Expressing dismay over the delayed conclusion of the consequential adjustment negotiations since the implementation of a new minimum wage in April, President Muhammadu Buhari has directed that the negotiations be fast tracked and a deadline fixed to ensure workers begin to take home a new pay.
President Buhari had signed a new minimum wage into law on April 18, 2019 however, negotiations between the government and the Joint National Public Service Negotiating Council (JNPSC), have not only stalled severally, but had broken down due to unresolved differences in their proposals.
The last negotiations which was supposed to hold on September 4, was on Tuesday suspended and rescheduled to hold on September 16 at the instance of the officials.
While the Federal Government proposed 9.5 per cent salary increase for employees on grade levels 07 to 14 and five per cent for those on grade levels 15 to 17, labour is demanding 30 per cent increase for officers on grade levels 07 to 14 and 25 per cent increase for grade levels 15 to 17.
Addressing the leadership and members of the Labour Correspondents Association of Nigeria (LACAN) in Abuja, Minister of Labour and Employment, Senator Chris Ngige, said Buhari who was worried over the continued delay, also directed the setting up of a presidential committee on salaries and wages to receive complains and review salaries and work schedule as well as assign appropriate salaries to different categories of workers.
According to him, the continued delay was improper as State governments were anxious for the negotiation team to complete its job in order to avoid a situation of having a huge back log of arrears when the consequential adjustment is finally concluded.
“The new minimum wage which the President signed in April, it is a pity that after signing it, May came and a lot of us were sent on compulsory leave.

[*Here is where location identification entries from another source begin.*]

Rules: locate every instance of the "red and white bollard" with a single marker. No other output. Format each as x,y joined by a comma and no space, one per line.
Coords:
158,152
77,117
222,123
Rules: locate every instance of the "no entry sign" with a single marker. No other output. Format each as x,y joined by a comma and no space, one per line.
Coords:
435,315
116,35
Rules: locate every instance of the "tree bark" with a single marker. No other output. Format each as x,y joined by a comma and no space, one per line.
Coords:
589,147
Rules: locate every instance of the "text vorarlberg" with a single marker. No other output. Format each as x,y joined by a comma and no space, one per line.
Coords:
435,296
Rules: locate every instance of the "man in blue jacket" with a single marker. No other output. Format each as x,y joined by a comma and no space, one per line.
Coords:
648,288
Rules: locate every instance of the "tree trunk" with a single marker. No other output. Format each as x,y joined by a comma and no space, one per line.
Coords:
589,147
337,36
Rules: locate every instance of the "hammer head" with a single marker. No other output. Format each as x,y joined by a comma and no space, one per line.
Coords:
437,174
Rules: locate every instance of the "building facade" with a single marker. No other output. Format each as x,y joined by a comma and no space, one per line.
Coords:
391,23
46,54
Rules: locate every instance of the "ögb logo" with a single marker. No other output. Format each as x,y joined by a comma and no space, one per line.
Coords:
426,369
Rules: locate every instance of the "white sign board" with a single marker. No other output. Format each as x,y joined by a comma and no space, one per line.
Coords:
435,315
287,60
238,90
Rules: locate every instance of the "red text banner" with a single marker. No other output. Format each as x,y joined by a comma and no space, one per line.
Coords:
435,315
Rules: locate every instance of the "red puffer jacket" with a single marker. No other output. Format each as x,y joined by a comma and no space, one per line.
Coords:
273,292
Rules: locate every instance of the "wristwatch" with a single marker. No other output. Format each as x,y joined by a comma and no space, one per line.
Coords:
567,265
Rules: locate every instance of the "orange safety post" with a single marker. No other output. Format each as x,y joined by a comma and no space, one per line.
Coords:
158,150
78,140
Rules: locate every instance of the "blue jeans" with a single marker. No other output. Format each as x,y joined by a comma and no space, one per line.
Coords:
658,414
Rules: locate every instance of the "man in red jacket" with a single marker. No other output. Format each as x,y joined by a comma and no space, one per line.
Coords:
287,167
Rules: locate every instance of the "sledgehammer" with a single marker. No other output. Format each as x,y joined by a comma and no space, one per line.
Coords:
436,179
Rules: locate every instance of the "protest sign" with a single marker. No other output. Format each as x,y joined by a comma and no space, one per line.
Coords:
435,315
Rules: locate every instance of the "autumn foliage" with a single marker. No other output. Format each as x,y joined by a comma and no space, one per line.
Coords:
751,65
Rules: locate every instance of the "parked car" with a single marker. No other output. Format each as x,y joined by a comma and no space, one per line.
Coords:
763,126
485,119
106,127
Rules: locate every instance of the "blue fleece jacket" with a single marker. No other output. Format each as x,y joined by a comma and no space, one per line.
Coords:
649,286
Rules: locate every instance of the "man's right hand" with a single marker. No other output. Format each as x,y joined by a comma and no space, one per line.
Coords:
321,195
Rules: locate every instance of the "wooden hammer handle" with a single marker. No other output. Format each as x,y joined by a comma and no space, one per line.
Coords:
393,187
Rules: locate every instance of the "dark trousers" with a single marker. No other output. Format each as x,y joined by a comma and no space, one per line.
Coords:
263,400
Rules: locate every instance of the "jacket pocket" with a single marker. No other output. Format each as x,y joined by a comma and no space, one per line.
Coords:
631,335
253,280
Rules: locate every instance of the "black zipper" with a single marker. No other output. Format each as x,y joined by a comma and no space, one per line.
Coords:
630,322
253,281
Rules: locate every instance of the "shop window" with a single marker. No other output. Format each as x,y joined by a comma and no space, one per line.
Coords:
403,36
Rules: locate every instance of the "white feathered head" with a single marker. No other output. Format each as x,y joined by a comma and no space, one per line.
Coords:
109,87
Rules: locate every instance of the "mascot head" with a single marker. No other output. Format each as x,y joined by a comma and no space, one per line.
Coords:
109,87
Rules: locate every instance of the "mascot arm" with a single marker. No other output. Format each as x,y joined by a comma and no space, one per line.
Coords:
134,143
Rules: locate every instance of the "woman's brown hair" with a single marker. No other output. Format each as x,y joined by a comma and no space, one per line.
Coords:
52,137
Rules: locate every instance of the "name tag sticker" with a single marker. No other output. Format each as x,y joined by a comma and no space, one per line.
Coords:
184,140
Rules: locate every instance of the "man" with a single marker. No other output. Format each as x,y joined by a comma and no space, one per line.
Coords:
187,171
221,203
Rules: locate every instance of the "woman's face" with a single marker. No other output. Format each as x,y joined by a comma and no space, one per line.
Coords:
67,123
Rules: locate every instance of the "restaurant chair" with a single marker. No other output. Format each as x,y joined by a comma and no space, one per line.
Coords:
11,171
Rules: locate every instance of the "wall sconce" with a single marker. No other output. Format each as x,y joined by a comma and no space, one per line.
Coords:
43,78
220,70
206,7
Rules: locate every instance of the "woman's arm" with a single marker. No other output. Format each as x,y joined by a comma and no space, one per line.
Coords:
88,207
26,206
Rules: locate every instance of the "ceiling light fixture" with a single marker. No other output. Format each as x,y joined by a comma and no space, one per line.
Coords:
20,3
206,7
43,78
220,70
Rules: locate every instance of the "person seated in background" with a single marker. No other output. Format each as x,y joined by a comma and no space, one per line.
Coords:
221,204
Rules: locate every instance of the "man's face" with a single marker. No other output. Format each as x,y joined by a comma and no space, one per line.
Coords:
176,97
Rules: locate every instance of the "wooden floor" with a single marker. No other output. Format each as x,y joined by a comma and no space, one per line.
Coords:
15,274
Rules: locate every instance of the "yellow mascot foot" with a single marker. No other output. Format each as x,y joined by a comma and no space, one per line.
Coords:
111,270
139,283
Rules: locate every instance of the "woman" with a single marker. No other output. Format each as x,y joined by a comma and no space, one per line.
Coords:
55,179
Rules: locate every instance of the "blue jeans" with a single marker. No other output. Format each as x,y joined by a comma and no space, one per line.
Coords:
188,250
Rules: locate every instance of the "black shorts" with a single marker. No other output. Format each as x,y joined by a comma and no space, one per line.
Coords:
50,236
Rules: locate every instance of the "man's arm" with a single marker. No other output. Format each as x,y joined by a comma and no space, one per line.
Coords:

“We are now coming back from the leave. If you remember, a committee was set u and I was a member. When we left, the Permanent Secretary took our place an were negotiating with the Joint negotiating Council on the consequential adjustment.
“The states are waiting for that and it is not proper for us not to fast track that negotiation so that even the states will not have too much back log to pay when the consequential adjustment is concluded.
“We have our own budgeted for in the 2019 budget and we are going to also budget for it in the 2020 budget. We are concerned about the states because some of the states are not proactive like us. So, the sooner we conclude at the federal level and the Joint Negotiating Councils in the states takes it from there and negotiate with the states, the better for everybody. If we spill this into next year, I am not sure how many states that will be able to pay the backlog which will lead us to another round of negotiation.”